Une étude poussée, faite dans l'ouest du corridor, sur des populations d'animaux résidents montrent comment les choses se passent dans le détail. Pendant la saison des pluies, les brouteurs sont ensemble sur les collines où pousse en abondance une herbe verte et courte, dont le broutage entretient la repousse. Mais, quand arrive la saison sèche, cette repousse se ralentit puis s'arrête. Les plus gros herbivores se dirigent alors vers les fonds de vallée, où ils trouvent à manger des herbes hautes mais d'une médiocre qualité nutritive. Les buffles et les zèbres sont les premiers à y aller, préparant ainsi le terrain pour les gnous et les topis ou damalisques, qui leur succèdent.
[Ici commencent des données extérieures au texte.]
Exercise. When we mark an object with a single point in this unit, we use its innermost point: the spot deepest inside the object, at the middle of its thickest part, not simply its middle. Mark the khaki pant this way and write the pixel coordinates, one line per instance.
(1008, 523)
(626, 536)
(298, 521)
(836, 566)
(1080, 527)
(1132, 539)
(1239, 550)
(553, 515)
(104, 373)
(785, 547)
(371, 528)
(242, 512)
Puis viennent les gazelles de Thomson, quand les pâturages sont suffisamment dégagés pour que leur soient accessibles les jeunes pousses au ras du sol : graminées et petites dicotylédones. Ces mouvements reproduisent, sur une surface restreinte, les grands déplacements migratoires observés entre la plaine à l'est et les savanes arborées au nord et à l'ouest. Sauf que, dans le corridor, cinq espèces sont concernées alors que les buffles et les topis vont très peu dans la plaine.
Proie de choix du guépard
Le nombre de prédateurs potentiels des gazelles est impressionnant, même si certains ne les pourchassent qu'occasionnellement. Les lions du Serengeti, par exemple, consomment rarement des gazelles, les trouvant sans doute trop petites pour nourrir leur famille. Les panthères chassant à l'affût dans les zones boisées capturent surtout des espèces forestières, mais la gazelle de Thomson figure à leur menu.
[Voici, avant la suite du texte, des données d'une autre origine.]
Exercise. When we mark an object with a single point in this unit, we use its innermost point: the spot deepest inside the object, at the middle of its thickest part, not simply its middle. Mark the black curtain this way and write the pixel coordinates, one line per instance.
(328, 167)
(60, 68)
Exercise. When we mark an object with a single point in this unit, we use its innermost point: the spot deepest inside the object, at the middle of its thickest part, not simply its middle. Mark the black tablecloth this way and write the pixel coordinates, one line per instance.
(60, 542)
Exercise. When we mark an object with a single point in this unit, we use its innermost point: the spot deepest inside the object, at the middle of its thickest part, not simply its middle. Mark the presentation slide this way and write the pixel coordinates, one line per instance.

Mais le prédateur le plus menaçant pour la gazelle est sans doute le guépard. Sa répartition géographique rappelle d'ailleurs celle du genre Gazella. Certaines de ses populations sahariennes n'ont pu se maintenir que grâce aux gazelles, et l'effondrement actuel des unes est probablement lié à celui des autres.
Le lycaon et l'hyène tachetée, souvent en meute, chassent les gazelles ; ils poursuivent aussi les gnous ou les zèbres.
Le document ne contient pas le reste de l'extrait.